相続争いを想定していない人に教えたい泥沼

少ない財産だからこそ遺言書が必要だ

親が元気なうちにこそ手を打っておきましょう(写真:cba / PIXTA)

遺産相続でもめる映画やドラマを見たことはありませんか? 家族が血みどろの争いをする姿がよく描かれます。「そんなのは架空の話。わが家は関係ない」と思っていたら大間違いです。

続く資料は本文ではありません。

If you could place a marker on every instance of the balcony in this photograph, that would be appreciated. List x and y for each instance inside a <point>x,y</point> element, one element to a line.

私は葬儀社の役員として、15年以上にわたって年間1000件を超える葬儀供養などの相談に携わり、子どもが親を見送るという儀式に何度も立ち会ってきましたが、親が亡くなることで起きる悲劇も多く見てきました。わずかな遺産をめぐって、遺族間で骨肉の争いに発展することがあるのです。

拙著『親とさよならする前に~親が生きているうちに話しておきたい64のこと』でも詳しく解説しているように、親が元気で生きているうちに話して決めておけばいいことのひとつが相続の問題です。

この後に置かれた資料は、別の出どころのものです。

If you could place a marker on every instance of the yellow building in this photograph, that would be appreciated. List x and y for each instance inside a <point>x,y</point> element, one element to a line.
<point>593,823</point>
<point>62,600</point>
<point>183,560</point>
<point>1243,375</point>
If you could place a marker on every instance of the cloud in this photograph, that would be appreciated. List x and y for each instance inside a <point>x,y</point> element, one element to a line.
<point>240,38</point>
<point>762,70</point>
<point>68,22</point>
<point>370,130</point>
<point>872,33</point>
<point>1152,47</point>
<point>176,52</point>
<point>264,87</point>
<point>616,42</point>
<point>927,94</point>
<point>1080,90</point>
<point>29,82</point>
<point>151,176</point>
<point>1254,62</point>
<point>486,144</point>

法律が絡むので難しいようですが、基本を押さえれば大丈夫。まずは親の遺産の相続人になる可能性があるのはだれか、洗い出してみましょう。遺産相続でもめるとしたら、この相続人が関係することになるからです。

遺産の相続人と遺産の割合

まずは戸籍謄本を取り寄せて、遺産を相続する可能性のある人物を書き出します。戸籍謄本を取り寄せるのは、親の隠し子(非嫡出子)など、隠れた遺産相続人がいないか確認するためです。親の隠し子が、「自分にも相続の権利がある」と、親の死後に突然名乗り出る可能性があります。「うちの親に限って隠し子なんて(笑)」と思うかもしれませんが、急に現れて大問題になったご家族をいくつも知っています。親も若かったのでしょう。侮ってはいけません。